Any proposal that is pulled out of the proposal pool gets a week to be voted upon in the respective chamber.

Vote delegation and quorum

Cognitocratic vote delegation is one of the most controversial topics laid out in this paper as permittance of vote delegation opens up a pandora's box of power concentration behind an individual cognitocrat. Conditioning here is intertwined with how a system approaches to gather a quorum.

If there is an absolute quorum where all the governing agents are considered during the count then not implementing a vote delegation entails risk of voters apathy - not being able to gather a necessary quorum to make any decision. On the other hand, if it is enabled then it makes the risk of centralization and corruption much higher as it is much easier to affect inert and apathetic voters to centralize around certain individuals. “Delegate and forget”. If there is an active quorum where only active governing members are included into the quorum count then not implementing the vote delegation makes the whole system very elitist as only those cognitocrats who have time and resources to dedicate themselves fully to governance will have the right to vote. In this case, it doesn’t even make sense to enable vote delegation only from active participants as if one is an active governor why delegate your vote in the first place if one is actively governing?

The most interesting case, and the one Humanode is going to utilize, is counting only active governors in the quorum but allowing non-active cognitocracts to delegate their voice to any active cognitocrat. This type of a system tries to balance the elitism of cognitocrats with irrationality of a broader audience as delegation is allowed but only for those who have proven their merit. What is also unique about this delegation is that one can only delegate his voice to a fellow cognitocrat from the same chamber. Thus even delegation of voice becomes specialized.

Veto rights

There should be a Veto system in place to prevent cases where the majority is wrong. This Veto should be temporary or still breakable with several attempts.
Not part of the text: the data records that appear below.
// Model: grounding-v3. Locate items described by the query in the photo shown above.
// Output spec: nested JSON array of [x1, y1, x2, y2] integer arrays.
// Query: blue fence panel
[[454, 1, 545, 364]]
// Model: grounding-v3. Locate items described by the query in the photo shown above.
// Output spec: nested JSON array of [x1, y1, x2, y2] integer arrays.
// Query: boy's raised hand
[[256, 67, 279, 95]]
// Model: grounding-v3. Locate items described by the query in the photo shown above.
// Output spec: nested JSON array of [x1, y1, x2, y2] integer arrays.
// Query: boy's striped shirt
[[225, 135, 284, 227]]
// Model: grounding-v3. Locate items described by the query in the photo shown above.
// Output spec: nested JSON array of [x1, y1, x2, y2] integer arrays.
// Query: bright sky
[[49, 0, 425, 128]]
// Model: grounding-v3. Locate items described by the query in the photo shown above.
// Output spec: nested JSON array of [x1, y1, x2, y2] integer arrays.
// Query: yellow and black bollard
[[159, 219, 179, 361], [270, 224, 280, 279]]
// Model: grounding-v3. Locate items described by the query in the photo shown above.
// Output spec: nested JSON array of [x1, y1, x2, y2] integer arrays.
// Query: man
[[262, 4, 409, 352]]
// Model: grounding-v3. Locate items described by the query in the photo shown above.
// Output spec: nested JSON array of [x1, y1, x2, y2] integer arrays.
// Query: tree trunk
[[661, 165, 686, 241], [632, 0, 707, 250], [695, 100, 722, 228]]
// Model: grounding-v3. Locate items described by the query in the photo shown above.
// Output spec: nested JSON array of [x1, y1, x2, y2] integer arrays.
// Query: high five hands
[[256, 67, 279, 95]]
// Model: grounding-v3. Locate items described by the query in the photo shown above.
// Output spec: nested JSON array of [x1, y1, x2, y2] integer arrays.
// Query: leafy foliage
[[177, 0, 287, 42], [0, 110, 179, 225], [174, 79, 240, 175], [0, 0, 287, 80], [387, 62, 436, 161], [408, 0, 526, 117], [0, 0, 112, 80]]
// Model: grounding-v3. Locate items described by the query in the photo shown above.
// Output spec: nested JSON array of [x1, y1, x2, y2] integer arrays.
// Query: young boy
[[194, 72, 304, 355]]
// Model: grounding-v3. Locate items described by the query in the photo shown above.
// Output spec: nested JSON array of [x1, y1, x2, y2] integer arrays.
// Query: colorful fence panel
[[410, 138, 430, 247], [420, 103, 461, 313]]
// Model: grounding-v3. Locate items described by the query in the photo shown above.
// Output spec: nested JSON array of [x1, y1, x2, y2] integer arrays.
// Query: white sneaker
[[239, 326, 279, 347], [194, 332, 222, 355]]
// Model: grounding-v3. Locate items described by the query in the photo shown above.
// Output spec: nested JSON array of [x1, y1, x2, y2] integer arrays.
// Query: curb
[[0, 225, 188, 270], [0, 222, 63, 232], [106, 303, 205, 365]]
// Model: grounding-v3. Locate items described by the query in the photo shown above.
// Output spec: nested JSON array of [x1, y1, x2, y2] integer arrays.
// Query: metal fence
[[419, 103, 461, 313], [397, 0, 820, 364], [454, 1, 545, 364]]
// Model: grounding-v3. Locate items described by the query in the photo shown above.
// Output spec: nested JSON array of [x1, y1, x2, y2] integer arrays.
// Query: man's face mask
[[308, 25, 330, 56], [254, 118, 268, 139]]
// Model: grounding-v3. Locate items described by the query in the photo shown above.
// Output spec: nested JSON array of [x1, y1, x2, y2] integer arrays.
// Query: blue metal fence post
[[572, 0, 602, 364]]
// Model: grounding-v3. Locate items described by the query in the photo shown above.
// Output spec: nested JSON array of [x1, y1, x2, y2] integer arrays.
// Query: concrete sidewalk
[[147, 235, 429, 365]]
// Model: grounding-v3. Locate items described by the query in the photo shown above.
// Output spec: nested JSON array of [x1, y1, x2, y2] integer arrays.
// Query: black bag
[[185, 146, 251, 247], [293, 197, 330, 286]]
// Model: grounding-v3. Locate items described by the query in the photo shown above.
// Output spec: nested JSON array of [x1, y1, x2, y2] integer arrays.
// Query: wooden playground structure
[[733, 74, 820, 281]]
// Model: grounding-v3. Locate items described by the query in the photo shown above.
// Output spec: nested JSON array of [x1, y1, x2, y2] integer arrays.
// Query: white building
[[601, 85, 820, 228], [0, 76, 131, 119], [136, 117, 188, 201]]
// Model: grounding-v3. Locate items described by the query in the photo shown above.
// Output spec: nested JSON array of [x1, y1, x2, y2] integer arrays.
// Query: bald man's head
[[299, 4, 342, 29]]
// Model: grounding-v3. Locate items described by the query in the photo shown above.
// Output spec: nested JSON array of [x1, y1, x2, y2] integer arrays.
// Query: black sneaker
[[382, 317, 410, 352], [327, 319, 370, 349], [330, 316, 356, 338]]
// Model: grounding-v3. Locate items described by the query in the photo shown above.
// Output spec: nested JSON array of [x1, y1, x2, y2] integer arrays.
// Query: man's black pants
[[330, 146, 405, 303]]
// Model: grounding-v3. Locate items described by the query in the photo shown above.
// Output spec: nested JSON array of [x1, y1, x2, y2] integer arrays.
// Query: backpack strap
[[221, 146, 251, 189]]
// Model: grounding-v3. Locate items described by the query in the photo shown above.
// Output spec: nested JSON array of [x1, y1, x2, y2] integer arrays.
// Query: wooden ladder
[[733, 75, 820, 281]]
It should be done so that there is no mechanism to stop the accepted democratic consensus, but slow one down to reconsider.

In Vortex the veto power is distributed among the cognitocrats with the highest Local Cognitocractic Measure (LCM) in their respective chambers. The LCM is described in more detail below. For example, if there are 12 specialized chambers the veto power would be distributed among 12 individuals who have obtained the highest LCM. If 66% + 1 person decides that some proposal should be vetoed, then the proposal will be sent back to vortex for two weeks. The temporary veto can be set twice. If the proposal gets approved for the third time then no veto can be implemented on it anymore.

This Veto mechanism is a necessary tool of deterrence not only in the cases of minority vs majority, but also from direct attacks on a governing system from various vectors.